Başkan Vekili Aygün; “Kırklareli’de bulunan meslek odalarının Ahilik Haftasını kutluyorum. Kırklareli Belediyesi her zaman meslek odalarına destek olup, işbirliği içinde çalışmalar gerçekleştirmiştir. Ahilik Haftası kapsamında gerçekleştirilen ziyaret kapsamında meslek odası başkanlarına teşekkür ediyorum. Ahilik anlayışı, toplumda yaşayan fertleri birbirine yaklaştırmak ve aralarında dayanışma kurulmasını sağlamaktır” dedi. Esnaf ve Sanatkarlar Kuruluş Temsilcileri daha sonra Kırklareli Üniversitesi Rektörlüğü’nü ziyaret etti.
* Kutlama programı Halk Eğitim Merkezi’ndeki programla devam etti
Çelenk töreninin ardından saat 14.00’da “Ahilik Haftası” Kutlamaları kapsamında Kırklareli Halk Eğitimi Merkezi Müdürlüğü’nde Kırklareli Vali Yardımcısı Hikmet Çakmak’ın katılımıyla çeşitli meslek gruplarına ait Yöresel El Sanatlarının Sergisi açıldı. Kırklareli Belediyesi Halk Oyunları Ekibi’nin Yöresel Halk Oyunları Gösterisi’nin ardından açılan yöresel el sanatlarının sergisi gezildi. Serginin akabinde saat 14.30’da Saygı Duruşu ve İstiklal Marşımızın okunmasıyla başlayan törende bir konuşma yapan Kırklareli Esnaf ve Sanatkârlar Odaları Birliği Başkanı Ali Fuat Şeker, şunları söyledi;
“Ahiliğin toplum hayatı üzerindeki etkileri sadece ticari ilişkiler ile sınırlı kalmayıp sosyal hayat üzerinde de çok önemli etkileri vardır. Yüzyıllar boyunca toplumda yaşayan tüm fertleri birbirlerine yaklaştırmayı ve aralarında birlik, dayanışma kurulmasını sağlamayı amaçlamıştır. Bunun sonucu olarak Ahilik din, dil, ırk ve cinsiyet farkı gözetmeksizin, herkese eşit muamele yapılan bir anlayışın simgesi olmayı başarmıştır.

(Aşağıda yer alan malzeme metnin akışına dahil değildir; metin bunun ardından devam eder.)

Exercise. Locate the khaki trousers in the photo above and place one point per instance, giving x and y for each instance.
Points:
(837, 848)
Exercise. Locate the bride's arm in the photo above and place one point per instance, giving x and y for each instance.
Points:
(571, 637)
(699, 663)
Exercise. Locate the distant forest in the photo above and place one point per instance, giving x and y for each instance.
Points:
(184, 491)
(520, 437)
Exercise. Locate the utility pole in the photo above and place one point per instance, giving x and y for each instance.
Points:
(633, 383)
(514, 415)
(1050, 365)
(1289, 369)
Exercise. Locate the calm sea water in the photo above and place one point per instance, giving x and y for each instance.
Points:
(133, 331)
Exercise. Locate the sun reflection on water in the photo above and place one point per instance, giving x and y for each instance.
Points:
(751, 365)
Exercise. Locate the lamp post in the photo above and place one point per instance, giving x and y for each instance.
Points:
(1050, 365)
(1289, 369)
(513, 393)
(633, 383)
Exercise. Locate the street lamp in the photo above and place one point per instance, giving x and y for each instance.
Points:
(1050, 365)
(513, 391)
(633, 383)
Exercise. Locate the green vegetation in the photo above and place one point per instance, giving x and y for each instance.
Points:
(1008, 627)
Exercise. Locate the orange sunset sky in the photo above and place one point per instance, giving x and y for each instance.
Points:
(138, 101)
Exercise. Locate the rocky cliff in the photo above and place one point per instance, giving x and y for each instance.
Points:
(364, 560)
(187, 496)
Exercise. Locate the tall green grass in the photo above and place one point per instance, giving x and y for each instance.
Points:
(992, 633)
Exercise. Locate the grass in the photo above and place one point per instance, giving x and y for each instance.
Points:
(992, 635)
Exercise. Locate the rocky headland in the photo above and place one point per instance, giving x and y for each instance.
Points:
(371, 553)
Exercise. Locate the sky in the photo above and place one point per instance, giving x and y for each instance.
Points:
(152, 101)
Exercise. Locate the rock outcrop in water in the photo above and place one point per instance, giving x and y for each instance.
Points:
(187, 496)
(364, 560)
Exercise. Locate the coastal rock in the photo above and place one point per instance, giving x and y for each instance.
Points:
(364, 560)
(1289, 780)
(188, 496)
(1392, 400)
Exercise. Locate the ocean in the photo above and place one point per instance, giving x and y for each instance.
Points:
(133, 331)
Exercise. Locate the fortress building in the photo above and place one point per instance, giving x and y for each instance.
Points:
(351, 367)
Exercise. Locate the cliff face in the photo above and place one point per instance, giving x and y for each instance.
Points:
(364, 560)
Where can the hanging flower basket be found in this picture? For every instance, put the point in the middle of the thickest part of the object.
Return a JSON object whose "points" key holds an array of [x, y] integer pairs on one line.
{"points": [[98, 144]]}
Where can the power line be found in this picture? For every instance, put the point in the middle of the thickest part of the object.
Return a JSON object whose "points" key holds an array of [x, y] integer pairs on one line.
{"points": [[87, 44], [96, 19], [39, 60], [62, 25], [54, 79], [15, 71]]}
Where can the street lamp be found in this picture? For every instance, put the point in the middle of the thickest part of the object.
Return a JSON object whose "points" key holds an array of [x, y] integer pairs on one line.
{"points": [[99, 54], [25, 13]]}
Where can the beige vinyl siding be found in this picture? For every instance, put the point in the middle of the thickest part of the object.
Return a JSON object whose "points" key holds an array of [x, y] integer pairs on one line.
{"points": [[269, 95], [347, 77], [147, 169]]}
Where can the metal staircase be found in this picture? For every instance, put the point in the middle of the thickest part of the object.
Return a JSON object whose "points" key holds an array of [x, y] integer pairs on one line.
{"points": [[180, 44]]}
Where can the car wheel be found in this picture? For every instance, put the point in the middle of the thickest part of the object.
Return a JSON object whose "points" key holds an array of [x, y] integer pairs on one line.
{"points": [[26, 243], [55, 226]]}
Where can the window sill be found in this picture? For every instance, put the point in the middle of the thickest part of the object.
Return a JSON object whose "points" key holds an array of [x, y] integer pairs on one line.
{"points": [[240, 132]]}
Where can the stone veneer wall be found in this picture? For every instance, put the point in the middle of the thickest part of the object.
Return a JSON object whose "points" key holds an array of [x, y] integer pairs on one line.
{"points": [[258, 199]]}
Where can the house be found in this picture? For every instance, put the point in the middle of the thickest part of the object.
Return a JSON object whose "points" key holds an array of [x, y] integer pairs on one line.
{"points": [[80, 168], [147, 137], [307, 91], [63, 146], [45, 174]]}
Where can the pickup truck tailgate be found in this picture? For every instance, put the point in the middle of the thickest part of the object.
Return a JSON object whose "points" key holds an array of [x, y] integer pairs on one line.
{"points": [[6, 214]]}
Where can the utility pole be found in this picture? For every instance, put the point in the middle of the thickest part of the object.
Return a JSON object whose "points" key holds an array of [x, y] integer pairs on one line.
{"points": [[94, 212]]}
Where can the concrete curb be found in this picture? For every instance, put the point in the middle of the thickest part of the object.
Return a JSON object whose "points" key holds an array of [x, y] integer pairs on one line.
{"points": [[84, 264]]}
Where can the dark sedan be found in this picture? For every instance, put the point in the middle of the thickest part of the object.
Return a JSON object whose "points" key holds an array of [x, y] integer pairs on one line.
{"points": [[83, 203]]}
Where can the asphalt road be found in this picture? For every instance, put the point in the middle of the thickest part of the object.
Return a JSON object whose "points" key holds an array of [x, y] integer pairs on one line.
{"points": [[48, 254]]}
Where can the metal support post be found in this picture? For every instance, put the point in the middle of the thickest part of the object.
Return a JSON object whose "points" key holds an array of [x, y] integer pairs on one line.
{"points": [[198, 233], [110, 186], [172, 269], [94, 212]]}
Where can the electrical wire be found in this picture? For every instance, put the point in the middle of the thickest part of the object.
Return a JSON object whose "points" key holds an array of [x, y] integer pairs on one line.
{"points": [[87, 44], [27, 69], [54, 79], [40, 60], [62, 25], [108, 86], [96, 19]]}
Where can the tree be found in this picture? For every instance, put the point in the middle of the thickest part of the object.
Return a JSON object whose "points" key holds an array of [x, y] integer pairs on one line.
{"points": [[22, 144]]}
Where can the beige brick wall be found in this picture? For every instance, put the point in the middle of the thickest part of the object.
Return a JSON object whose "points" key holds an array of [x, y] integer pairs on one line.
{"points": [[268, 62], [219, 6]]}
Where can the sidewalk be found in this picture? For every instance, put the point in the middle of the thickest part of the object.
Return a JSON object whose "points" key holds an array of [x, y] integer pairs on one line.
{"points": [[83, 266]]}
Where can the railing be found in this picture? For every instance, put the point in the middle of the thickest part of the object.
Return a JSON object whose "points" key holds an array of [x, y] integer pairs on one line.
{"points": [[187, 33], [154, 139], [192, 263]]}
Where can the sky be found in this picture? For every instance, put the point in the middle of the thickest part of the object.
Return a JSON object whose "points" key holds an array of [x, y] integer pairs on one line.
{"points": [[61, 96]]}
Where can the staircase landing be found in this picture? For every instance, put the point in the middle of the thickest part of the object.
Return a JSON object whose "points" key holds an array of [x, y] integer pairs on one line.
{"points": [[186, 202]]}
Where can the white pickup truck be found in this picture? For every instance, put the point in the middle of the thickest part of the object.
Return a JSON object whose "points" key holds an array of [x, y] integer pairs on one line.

Her şeyin insan için yaratılmış ve onun hizmetine sunulmuş olduğunu düşünen Ahilik düşünce sisteminde insanlara öncelikle insan oldukları için değer verilmiştir. Ahlak ve ahlaksızlık yani güzel huy ve kötü huy insanlara birlikte doğmuştur. Ancak eğitim ve öğretim sayesinde insan güzel huyları benimser, kötü huylardan uzak durur. Böyle güzel ahlak insana doğru yolu gösterir. Bireylerin kendi yöresine, bölgesine, kültürüne, diline sahip çıkarak toplum bilincinin oluşmasını sağlayarak bir arada yaşama arzusunu beraberinde getirmiştir. Toplumu toplum yapan ortak değerler vatan şuurunu ortaya çıkarmıştır. Ahiler asırlar boyunca varlığını eğitim ve kültür yoluyla korumuşlardır. Ahiler Türk Kültürüne eğitim dil alanında uzun yıllar hizmet etmiş, toplumu sevmeyi sevdirmeyi ilke edinerek bireyleri toplumsallaştırmayı başarmıştır. Ahilik yaklaşık 1000 yıla yakın süre gelen bir gelenektir. Anadolu halkının ekonomik kültürel hayatında önemli bir tutan Ahilik; Dürüstlüğün, Sevginin dostluğun, yardımlaşmanın, hoşgörünün, bilginin, ve dayanışmanın en güzel örneklerini yıllarca sergilemiş olup bunun sonucu olarak işçinin, üretenin helal kazancın dürüst yönetimin simgesi olmuştur. Ahilik tevazu sahibi olmaktır, hataları yüze vurmamaktır, komşularına iyilik emek başkasının malına ihanet etmemek sabırlı, cömert, ikram ve kerem sahibi olmaktır. Bu gün modern dünya ülkelerinin toplumlarında uygulanmış ve hakim kurmaya çalıştıkları kaliteli mal ve hizmet üretimi toplum refahı ve sosyal sorumluluk gibi değerler 13. Yüzyıldan itibaren Ahiliğin kurucusu olan Ahi-Evren Velinin vizyonu olarak uygulanmış olup bu gün hala gerçekliğini korumaktadır. Günümüzde bu anlayışı esnaf ve sanatkarımızda, tüccarlarımızda görüyoruz. Ahilik ruhuna uygun olarak kendi öz sermayesi ve alınteri ile üretim yapan esnafımız, tüccarımız ülke ekonomisine güç katmaktadır. Ahilik haftamızın ülkemize ve bütün insanlığa güzellikler, bereketler getirmesi dileğiyle tüm esnafımızın, tüccarımızın ve sizlerin Ahilik haftasını kutluyorum.”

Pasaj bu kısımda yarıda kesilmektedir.